Ética y ciudadanía: de vuelta a casa
El día de ayer Richard Webb y Eduardo Gastelumendi nos regalaron dos artículos con una perspectiva muy útil para abordar el problema de la corrupción.
Webb se valía de un estudio realizado en Estados Unidos en el que se concluía que eran las personas más acomodadas las que escondían sus ingresos, robaban en súper mercados y hacían trampa en los juegos, con más frecuencia que aquellas que tenían menos recursos. Para Webb, ni el más fino control estatal ni el currículo cívico más sofisticado son suficiente para transformar la conciencia de las personas, dado que ésta se forma en el hogar, no en el colegio o en el ámbito laboral.
Para Gastelumendi, por su parte, todo empieza en la relación del niño con su padre, también en la casa. En sus primeros años de vida, niños y niñas maman de la figura paterna las actitudes éticas más importantes. El “aparato ético” de nuestros hijos se construye esencialmente en los primeros 5 años de vida, nos dice, y así como la corrupción nace en casa, los valores también. “En una palabra”, afirma, “padres respetuosos generan hijos respetuosos y con conciencia social”.
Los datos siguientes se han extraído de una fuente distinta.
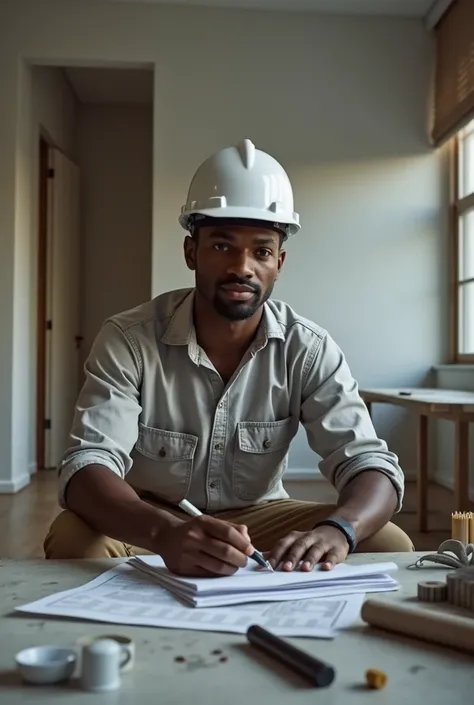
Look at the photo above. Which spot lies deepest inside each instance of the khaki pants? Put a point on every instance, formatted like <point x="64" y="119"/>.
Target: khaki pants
<point x="70" y="537"/>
Pero esto, querido lector, de alguna forma ya lo sabíamos. Lo mencionamos una y otra vez cada vez que hablamos del tema con amigos, familiares o colegas. Es una evidencia que nos salta en la cara pero que no logra aterrizar en alguna política pública concreta.
¿Por qué? Por un lado, el Estado nunca fue ni es competente cuando trata de reemplazar a la familia, menos cuando trata de influir en ella. El Comunismo se encargó de estampar esta verdad con sangre a lo largo del siglo XX. Pero por otra parte, es evidente que muchos especialistas tienen miedo de usar la palabra “Familia” cuando se debate algo público. Sería imposible explicar el debate ideológico que está en la base de este fenómeno, pero lo cierto es que hoy más que nunca, cualquier familia es necesaria para construir una sociedad menos egoísta, mediocre y mañosa.
Y así, por escaparnos de la casa, nos hemos dedicado a i) armar y desarmar el cascarón político, ii) poner más controles burocráticos, o iii) reforzar el carácter “formativo” de la escuela pública elaborando currículos con una serie de enfoques que finalmente siguen siendo el producto de un análisis de gabinete.
Tenemos que volver a casa. Tenemos que pensar de nuevo en la familia como una unidad que merece la atención del Estado. ¿Pero cómo puede el Estado ayudar a la familia a formar niños y niñas con conciencia cívica y social? Para empezar, podría articular políticas públicas en torno al hogar y no en torno a sus componentes individuales. Hoy en día miramos al niño, a la mujer, al joven o al adulto mayor como unidades aisladas, pero resulta que duermen en la misma casa, comparten las mismas raíces, valores y las mismas opiniones sobre los temas más fundamentales.
En segundo lugar, es tiempo de apostar por una relación cercana entre el Estado y el padre de familia (también ciudadano y contribuyente). Y esto se puede lograr a través de las nuevas tecnologías. Cualquier padre estaría interesado en contar con aplicaciones que le faciliten elegir al mejor colegio, al mejor hospital, pagar impuestos, realizar trámites municipales, saber dónde puede cuadrarse o qué calle está en reparación, encontrar espacios de entretenimiento sano para sus hijos, etc. Si nuestros hijos ven que cumplir la ley es fácil, que nos llevamos mejor con el Estado y que hablamos bien de él, ¿cómo podrían ser peores ciudadanos que nosotros? La tecnología puede ser muy útil para reconciliar al ciudadano con el Estado, impulsando al primero a cumplir sus obligaciones y reprimiendo al segundo de utilizar su poder para abusar de él.
¿Volveremos a pensar en la familia como una unidad? ¿Dejaremos los debates ideológicos a un lado y aprovecharemos su condición de célula básica para promover valores? ¿Empezaremos a apostar de verdad por la tecnología para fortalecer la relación entre el Estado y los ciudadanos?